Sitting on the floor, playing with her grandchildren, she’d have trouble getting up again.
There was a slight tremor in her face and, later, a bit of a droop on one side.
And, there was the knowledge her mother had been diagnosed with Parkinson’s disease when she was 80.
Parkinson’s isn’t easy to diagnose; there is no definitive test for it.
Ballentyne was seen by a neurologist who started by removing some of the medications she was on for other ailments because they could mimic Parkinson’s symptoms.
At first, the tremor and movement challenges started to go but came back again. Eventually, about 18 months ago, she was given the diagnosis.
It’s a degenerative disease that has no cure and progresses slowly.
Basically, it attacks receptors in the brain that control movement, Ballentyne said — she’s now sure she had it for several years and confident at least half of the affected brain cells had been destroyed before she was diagnosed.
She’s in the early stage of the disease and finds that “sometimes the messages [from her brain] go through and sometimes they don’t.”
She can go for a walk and all seems normal but, then, she’ll get pain in her legs and her gait slows substantially.
Her right leg drags and her foot pronates inward and her right arm doesn’t move as it should.
Through it all, Ballentyne said, she tries to face each day positively.
“If I walk slow, so what?”
Fuelling her attitude is a deep faith in God and a belief that she has a role to play because of the disease.
It’s just another dimension to her life, she said, and a way to reach out to others.
It’s why she’s agreed to be the honorary Superwalk Walker for the Kamloops fundraising event this weekend.
“I’m an ambassador for a group of people struggling with a disease that has such an impact on their lives,” she said.
Ballentyne takes two drugs to combat the symptoms of the disease — and it was a struggle to find the right medications.
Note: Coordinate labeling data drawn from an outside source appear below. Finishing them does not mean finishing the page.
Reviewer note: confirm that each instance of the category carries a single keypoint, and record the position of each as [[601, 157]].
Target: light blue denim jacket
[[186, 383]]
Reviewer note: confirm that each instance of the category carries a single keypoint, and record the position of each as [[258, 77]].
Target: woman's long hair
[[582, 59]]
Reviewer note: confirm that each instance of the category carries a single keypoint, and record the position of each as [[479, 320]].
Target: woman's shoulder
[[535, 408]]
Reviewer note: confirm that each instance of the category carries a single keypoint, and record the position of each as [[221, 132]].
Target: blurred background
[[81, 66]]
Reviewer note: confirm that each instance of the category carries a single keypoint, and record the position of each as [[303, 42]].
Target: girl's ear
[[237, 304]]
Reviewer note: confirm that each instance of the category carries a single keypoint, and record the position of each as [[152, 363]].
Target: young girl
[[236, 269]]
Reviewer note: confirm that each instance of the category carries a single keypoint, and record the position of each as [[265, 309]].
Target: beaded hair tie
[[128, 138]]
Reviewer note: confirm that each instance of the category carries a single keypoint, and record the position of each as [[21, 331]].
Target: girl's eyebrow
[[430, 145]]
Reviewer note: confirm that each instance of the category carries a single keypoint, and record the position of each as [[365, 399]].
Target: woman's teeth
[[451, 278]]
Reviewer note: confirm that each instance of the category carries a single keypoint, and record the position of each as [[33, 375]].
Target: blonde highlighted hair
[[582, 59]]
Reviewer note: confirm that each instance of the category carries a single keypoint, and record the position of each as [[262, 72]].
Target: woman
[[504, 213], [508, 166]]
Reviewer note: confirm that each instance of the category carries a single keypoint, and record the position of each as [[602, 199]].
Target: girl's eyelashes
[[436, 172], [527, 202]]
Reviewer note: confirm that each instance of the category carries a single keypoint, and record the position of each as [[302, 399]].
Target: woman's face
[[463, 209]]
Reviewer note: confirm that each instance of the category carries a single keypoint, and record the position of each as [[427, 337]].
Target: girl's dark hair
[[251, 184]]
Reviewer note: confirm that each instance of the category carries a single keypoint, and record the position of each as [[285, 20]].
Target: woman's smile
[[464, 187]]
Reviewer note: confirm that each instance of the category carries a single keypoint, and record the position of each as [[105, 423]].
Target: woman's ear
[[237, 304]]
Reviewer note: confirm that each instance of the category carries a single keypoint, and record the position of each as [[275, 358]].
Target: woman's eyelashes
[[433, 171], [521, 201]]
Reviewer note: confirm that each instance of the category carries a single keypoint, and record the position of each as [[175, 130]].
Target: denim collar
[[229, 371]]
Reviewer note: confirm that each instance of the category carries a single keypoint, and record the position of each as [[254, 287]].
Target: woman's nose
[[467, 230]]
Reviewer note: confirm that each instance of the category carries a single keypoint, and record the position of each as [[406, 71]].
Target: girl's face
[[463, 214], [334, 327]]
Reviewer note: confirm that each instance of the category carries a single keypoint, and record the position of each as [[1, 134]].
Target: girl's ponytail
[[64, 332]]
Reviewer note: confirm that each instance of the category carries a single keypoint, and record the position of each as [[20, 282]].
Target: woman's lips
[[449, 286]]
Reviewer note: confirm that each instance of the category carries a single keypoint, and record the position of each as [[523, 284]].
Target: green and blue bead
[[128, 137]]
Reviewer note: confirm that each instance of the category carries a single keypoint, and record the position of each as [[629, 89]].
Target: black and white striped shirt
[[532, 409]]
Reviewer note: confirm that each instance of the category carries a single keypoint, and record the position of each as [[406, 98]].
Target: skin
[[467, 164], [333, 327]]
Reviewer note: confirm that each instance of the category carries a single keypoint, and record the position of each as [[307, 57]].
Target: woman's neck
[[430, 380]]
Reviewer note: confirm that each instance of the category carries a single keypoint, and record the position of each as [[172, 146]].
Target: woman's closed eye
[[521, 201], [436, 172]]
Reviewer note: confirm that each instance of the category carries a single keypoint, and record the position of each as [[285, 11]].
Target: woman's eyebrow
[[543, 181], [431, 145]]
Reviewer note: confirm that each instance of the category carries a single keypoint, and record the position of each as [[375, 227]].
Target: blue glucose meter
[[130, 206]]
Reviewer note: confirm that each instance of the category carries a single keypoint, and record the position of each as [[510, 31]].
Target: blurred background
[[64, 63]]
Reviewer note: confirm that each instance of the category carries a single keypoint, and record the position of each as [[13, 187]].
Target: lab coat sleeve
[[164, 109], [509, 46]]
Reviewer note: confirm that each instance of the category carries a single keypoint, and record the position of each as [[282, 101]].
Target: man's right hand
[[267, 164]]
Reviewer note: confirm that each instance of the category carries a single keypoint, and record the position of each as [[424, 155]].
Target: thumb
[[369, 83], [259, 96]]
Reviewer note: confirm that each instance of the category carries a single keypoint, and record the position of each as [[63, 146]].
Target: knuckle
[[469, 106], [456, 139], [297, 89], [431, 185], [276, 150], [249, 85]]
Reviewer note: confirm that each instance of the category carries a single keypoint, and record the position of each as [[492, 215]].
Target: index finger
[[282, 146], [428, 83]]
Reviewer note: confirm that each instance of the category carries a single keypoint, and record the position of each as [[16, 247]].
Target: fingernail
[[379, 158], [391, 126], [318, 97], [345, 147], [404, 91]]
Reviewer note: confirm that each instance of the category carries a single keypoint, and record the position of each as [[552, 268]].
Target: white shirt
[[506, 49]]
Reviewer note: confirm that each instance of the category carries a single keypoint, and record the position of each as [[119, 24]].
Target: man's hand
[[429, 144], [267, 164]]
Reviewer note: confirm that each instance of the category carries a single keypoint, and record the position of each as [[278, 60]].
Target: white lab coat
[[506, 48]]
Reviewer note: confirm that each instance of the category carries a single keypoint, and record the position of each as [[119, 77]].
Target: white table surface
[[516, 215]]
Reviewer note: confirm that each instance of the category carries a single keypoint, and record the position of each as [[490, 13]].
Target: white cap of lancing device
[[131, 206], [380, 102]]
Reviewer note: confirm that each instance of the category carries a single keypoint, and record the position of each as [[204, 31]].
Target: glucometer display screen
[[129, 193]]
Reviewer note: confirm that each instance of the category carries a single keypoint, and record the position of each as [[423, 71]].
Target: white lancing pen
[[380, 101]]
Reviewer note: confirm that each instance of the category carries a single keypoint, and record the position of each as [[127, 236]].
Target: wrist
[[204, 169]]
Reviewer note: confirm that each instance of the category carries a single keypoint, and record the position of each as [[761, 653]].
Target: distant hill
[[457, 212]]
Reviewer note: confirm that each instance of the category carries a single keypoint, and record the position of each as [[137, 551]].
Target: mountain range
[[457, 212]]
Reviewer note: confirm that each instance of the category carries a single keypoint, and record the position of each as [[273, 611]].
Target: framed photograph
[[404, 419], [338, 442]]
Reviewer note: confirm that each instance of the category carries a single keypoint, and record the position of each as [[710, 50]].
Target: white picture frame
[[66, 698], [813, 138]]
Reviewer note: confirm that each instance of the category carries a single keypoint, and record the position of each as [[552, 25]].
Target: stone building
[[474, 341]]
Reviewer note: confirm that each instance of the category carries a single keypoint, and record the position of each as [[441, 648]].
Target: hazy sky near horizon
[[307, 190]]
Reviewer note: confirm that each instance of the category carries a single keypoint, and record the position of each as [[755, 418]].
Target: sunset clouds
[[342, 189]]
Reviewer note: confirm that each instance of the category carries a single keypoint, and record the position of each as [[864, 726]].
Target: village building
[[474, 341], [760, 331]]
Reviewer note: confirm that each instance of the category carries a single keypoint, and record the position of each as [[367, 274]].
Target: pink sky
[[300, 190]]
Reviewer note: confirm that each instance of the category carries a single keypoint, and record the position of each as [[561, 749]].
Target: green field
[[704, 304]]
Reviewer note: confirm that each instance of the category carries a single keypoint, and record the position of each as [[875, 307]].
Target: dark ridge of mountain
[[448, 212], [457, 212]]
One she was prescribed left her sleeping most of the time, while another left her nauseous daily.
At first, she was reluctant to get involved with a Parkinson’s support group that meets monthly because “I didn’t want to see where I was going,” but now, she’s attending them.
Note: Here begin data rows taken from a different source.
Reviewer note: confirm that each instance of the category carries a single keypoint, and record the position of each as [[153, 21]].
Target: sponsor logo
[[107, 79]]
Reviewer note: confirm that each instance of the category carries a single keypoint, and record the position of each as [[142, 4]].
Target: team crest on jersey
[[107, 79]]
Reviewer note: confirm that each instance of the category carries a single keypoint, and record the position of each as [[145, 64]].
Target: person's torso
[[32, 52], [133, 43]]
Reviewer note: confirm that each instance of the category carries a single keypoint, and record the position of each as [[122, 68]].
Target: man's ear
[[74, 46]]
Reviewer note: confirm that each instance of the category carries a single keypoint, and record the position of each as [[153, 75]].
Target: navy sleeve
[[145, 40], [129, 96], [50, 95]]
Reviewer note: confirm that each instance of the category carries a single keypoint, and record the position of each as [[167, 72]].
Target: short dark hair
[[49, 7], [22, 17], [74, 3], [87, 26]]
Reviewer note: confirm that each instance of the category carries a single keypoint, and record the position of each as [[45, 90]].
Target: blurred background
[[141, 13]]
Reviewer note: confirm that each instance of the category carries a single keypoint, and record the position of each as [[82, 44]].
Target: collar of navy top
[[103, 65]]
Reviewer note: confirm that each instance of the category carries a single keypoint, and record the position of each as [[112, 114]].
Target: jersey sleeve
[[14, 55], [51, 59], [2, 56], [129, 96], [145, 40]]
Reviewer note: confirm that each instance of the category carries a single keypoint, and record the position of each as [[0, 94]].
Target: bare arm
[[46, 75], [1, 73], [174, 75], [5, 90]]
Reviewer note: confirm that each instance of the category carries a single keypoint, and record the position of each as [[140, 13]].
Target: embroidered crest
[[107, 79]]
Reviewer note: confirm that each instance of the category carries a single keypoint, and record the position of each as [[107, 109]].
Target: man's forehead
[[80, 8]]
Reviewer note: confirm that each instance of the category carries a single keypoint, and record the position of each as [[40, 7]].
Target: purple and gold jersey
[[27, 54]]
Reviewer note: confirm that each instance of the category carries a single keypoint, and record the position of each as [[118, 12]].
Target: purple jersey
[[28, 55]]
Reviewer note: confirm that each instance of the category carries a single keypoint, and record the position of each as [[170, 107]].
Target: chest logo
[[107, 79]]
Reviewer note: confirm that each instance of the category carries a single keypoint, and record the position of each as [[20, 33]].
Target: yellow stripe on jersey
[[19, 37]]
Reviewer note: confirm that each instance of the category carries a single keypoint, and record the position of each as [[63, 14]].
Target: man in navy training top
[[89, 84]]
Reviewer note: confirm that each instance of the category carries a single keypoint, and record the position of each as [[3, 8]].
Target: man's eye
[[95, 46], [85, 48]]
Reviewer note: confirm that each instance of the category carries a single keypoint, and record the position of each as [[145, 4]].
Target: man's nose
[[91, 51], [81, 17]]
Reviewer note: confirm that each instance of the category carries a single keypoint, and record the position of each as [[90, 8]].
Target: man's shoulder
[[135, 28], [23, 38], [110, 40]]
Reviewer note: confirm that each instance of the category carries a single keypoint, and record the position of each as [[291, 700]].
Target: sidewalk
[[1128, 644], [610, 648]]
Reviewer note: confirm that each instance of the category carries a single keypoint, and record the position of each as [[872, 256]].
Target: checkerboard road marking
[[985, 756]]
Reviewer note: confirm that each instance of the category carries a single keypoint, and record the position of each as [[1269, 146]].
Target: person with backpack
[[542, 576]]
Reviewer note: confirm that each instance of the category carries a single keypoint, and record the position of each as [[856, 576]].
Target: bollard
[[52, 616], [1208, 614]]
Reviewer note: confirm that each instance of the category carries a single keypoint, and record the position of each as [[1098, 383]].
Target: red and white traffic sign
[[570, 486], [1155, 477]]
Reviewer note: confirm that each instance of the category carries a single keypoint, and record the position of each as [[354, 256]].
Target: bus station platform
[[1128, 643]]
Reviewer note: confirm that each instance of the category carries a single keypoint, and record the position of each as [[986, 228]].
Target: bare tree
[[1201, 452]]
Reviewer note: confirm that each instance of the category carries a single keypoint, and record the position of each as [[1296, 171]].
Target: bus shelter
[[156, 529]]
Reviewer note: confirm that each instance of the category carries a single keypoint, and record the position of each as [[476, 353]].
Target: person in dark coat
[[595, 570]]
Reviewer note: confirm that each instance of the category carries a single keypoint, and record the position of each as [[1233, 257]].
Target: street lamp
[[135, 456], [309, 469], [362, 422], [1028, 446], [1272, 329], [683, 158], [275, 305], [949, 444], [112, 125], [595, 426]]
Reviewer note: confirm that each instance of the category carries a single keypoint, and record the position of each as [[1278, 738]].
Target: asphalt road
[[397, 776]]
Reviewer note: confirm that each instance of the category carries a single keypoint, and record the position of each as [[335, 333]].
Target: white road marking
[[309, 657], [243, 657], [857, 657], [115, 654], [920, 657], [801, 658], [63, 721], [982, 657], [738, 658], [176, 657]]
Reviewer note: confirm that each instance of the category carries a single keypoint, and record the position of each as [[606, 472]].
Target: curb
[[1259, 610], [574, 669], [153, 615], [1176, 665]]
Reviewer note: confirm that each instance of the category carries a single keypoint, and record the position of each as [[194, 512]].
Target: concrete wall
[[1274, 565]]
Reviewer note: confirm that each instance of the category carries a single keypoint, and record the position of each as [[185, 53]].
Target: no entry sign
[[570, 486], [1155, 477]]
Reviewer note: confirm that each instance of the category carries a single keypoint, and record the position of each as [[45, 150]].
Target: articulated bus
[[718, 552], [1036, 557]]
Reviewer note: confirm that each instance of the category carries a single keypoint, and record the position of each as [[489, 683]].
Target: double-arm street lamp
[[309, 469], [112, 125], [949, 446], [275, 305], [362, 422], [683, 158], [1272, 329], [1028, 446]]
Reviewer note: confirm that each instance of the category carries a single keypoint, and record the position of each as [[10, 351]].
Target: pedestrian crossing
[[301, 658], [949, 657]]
“You go through a grieving process and that’s normal,” Ballentyne said, “but, you can learn from others, too.”
The group meets on the third Wednesday of each month at 1 p.m. at Desert Gardens Community Centre, 540 Seymour St.
The mother of four girls and grandmother to seven, Ballentyne said she’s not sure if her children have thought much about the genetic component to the disease.
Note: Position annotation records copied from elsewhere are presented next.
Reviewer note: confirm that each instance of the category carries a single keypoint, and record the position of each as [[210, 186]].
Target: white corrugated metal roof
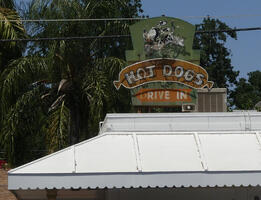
[[141, 150]]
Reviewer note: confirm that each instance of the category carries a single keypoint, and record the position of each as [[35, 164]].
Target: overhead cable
[[128, 19], [74, 20], [118, 36]]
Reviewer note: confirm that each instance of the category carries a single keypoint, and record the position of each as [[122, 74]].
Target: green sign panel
[[162, 37]]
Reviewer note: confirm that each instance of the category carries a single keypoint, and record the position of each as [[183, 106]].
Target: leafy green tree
[[10, 28], [247, 92], [215, 57], [62, 89]]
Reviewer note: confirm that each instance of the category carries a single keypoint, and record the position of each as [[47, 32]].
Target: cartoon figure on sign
[[160, 41]]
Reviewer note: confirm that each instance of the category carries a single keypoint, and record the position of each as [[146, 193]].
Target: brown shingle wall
[[4, 193]]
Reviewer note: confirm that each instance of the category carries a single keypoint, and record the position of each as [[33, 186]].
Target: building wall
[[186, 194], [214, 100]]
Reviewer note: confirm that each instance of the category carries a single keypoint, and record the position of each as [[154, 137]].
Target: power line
[[74, 20], [118, 36], [128, 19], [228, 30], [62, 38]]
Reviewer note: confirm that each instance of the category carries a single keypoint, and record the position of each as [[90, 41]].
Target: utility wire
[[62, 38], [118, 36], [74, 20], [129, 19], [228, 30]]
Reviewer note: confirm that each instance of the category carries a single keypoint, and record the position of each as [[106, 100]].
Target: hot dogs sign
[[163, 66], [163, 70]]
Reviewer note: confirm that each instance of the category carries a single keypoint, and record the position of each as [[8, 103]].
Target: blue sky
[[246, 50]]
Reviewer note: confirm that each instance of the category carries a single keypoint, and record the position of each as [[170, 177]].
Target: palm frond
[[111, 65], [10, 29], [20, 73], [16, 119], [58, 128]]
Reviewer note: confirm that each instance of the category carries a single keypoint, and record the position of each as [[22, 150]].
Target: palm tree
[[62, 89], [10, 28]]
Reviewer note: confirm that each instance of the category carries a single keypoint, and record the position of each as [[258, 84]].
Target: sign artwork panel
[[163, 70]]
Her daughters and her husband are her caregivers, a role Ballentyne said often goes unheralded, but is vital.
“They have a huge role. They have a draining role.
“Often, they are watching their loved ones deteriorate.”
Her family is willing “to walk alongside me through this.
“As time goes on, you realize it’s a day-by-day process,” she said, “and I have to take it one day at a time.”
Cadets, firefighters help at walk
The 17th annual Parkinson’s Superwalk is at Riverside Park on Saturday, Sept. 8.
Last year, about 200 people took part, said volunteer Carolyn Dymond, and she’s expecting to see more show up for the event, which runs from 10 a.m. to 2 p.m.
The walk raised $27,000 last year, up significantly from the $10,000 collected in 2010.
Dymond, who got involved when her father-in-law was diagnosed, said she senses there is more interest in the disease, perhaps because of the attention it has received since actor Michael J. Fox was diagnosed.
An estimated 110,000 people have been diagnosed with it in B.C., Dymond said, “so there are plenty of people here in Kamloops who have it.”
A key component of the walk is a silent auction, an aspect that was introduced last year to attract people who may not want to or be able to walk. Items include spa and golf packages, as well as art by local artists.
The Kamloops Mounted Patrol and firefighters from Firehall 1 will be in attendance, and members of the Black Maria cadets will help people who need assistance doing the walk.
Registration is at 10 a.m., and the walk starts at 11 a.m.